L’esacerbazione della ragione militare occidentale in questo momento cruciale di modificazione sistemica del capitalismo come sistema storico non è affatto un cambiamento epocale incentrato sull’indebolimento del diritto internazionale, sulla riorganizzazione della cosiddetta comunità internazionale o sul cambiamento dell’egemonia globale, ma l’indicazione precisa che il concetto di politico e il concetto di lotta di classe stanno mutando strutturalmente e soggettivamente. È dunque giunto il momento di trasformare la guerra imperiale in guerra civile a tutti i livelli della costituzione politica contro queste classi dominanti globali, nazionali e locali tanto criminali quanto incompetenti, immorali e sanguinose.
Questo articolo è stato originariamente pubblicato su The Electronic Intifada ed è riprodotto qui con il consenso esplicito del suo editore.

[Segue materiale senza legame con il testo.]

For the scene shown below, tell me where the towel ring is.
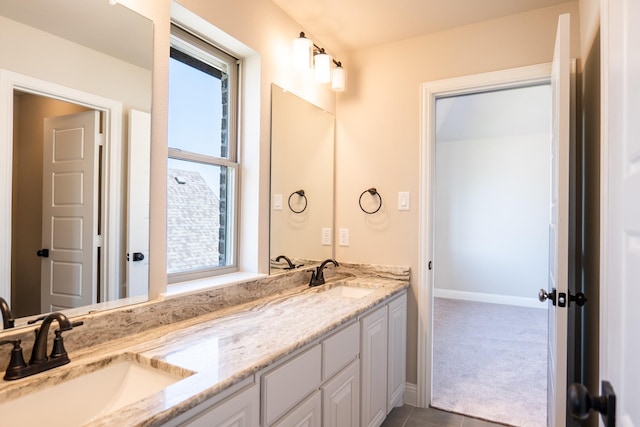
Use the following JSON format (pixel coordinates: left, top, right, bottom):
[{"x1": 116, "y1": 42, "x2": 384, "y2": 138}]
[
  {"x1": 358, "y1": 187, "x2": 382, "y2": 215},
  {"x1": 287, "y1": 190, "x2": 307, "y2": 213}
]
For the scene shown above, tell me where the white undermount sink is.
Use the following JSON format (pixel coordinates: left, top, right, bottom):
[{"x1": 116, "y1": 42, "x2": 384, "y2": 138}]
[
  {"x1": 0, "y1": 357, "x2": 188, "y2": 427},
  {"x1": 323, "y1": 285, "x2": 376, "y2": 299}
]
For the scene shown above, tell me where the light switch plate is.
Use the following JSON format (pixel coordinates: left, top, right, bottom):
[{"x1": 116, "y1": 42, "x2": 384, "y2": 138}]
[
  {"x1": 398, "y1": 191, "x2": 411, "y2": 211},
  {"x1": 273, "y1": 194, "x2": 282, "y2": 211},
  {"x1": 338, "y1": 228, "x2": 349, "y2": 246},
  {"x1": 320, "y1": 227, "x2": 331, "y2": 246}
]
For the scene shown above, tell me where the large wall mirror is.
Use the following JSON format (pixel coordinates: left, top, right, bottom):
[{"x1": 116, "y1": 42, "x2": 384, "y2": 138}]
[
  {"x1": 270, "y1": 85, "x2": 335, "y2": 274},
  {"x1": 0, "y1": 0, "x2": 153, "y2": 332}
]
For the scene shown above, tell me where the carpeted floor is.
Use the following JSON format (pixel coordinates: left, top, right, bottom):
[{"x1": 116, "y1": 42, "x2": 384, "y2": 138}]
[{"x1": 432, "y1": 298, "x2": 547, "y2": 427}]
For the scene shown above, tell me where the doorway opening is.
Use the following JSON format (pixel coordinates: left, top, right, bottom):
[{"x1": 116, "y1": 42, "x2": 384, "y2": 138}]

Nel momento in cui gli Stati Uniti e Israele hanno lanciato una guerra totale contro l’Iran, il sostegno dell’opinione pubblica americana era in calo. Proprio la settimana scorsa, un sondaggio di YouGov ha rivelato che solo un quarto degli americani voleva una guerra contro l’Iran. Venerdì scorso un sondaggio Gallup ha mostrato che l’opinione pubblica americana si stava decisamente orientando verso il popolo palestinese e allontanando da Israele. Il 41% degli americani simpatizza ora più con i palestinesi, mentre il 36% simpatizza maggiormente con gli israeliani, secondo il nuovo sondaggio Gallup. Il sondaggio ribalta i risultati di un anno fa e conferma una tendenza di lungo termine. L’anno scorso un sondaggio Pew ha indicato che più della metà della popolazione americana aveva un’opinione negativa su Israele, con un aumento di 11 punti rispetto al 2022.

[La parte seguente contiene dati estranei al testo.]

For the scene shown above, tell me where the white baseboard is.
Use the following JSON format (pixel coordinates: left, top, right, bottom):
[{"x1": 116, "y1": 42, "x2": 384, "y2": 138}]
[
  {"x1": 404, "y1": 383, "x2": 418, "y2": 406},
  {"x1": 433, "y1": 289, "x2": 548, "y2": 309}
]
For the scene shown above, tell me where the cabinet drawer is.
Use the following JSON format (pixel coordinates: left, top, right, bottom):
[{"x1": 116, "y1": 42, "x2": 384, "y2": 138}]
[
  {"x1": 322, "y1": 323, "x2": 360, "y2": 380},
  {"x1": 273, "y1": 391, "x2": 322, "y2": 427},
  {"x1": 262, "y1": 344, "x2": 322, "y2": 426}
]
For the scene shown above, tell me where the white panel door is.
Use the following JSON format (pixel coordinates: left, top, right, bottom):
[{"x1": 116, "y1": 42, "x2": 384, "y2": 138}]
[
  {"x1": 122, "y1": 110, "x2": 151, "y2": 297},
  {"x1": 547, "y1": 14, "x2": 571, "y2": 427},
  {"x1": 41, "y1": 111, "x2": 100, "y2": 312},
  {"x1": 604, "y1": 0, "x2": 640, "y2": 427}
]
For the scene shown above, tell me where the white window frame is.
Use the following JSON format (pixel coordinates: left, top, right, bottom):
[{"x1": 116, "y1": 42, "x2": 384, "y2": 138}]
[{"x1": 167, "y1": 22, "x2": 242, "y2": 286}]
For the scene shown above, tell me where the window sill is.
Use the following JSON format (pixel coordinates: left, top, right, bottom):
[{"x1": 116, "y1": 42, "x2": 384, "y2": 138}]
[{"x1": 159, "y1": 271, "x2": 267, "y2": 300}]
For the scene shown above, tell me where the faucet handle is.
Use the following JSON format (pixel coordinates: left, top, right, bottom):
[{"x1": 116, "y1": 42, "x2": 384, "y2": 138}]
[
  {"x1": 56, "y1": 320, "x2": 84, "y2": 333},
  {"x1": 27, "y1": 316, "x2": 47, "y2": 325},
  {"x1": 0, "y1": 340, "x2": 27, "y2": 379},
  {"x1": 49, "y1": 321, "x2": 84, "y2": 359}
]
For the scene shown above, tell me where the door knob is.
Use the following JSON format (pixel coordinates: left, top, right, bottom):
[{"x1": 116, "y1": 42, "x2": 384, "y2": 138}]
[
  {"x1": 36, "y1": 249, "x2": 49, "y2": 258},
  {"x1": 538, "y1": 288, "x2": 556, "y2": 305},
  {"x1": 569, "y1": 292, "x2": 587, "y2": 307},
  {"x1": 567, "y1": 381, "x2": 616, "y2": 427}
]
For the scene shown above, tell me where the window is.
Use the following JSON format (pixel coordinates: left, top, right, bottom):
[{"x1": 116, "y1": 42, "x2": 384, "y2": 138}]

Perdita di sostegno generalizzata
Gallup sottolinea che negli ultimi venticinque anni «gli israeliani hanno mantenuto costantemente un vantaggio a doppia cifra nelle simpatie degli americani verso il Medio Oriente, con un divario medio di 43 punti tra il 2001 e il 2018». Ma questo vantaggio ha iniziato a erodersi a partire dal 2019 e la drammatica perdita di sostegno nei confronti di Israele non ha fatto che accelerare durante il genocidio israeliano, con il supporto dagli USA, a Gaza. Il 57% degli americani è favorevole a uno Stato palestinese indipendente, secondo Gallup, una percentuale vicina al livello più alto di sostegno mai registrato dall’istituto di sondaggi. Continua a esserci un chiaro divario partitico su queste opinioni: uno schiacciante 65% dei Democratici simpatizza maggiormente con i palestinesi, mentre solo il 17% è favorevole agli israeliani. Il sostegno a Israele tra i simpatizzanti del Partito Repubblicano rimane forte, avendo raggiunto un massimo dell’87% nel 2018, ma tale cifra è ora pari al 70%, il livello più basso registrato dal 2004.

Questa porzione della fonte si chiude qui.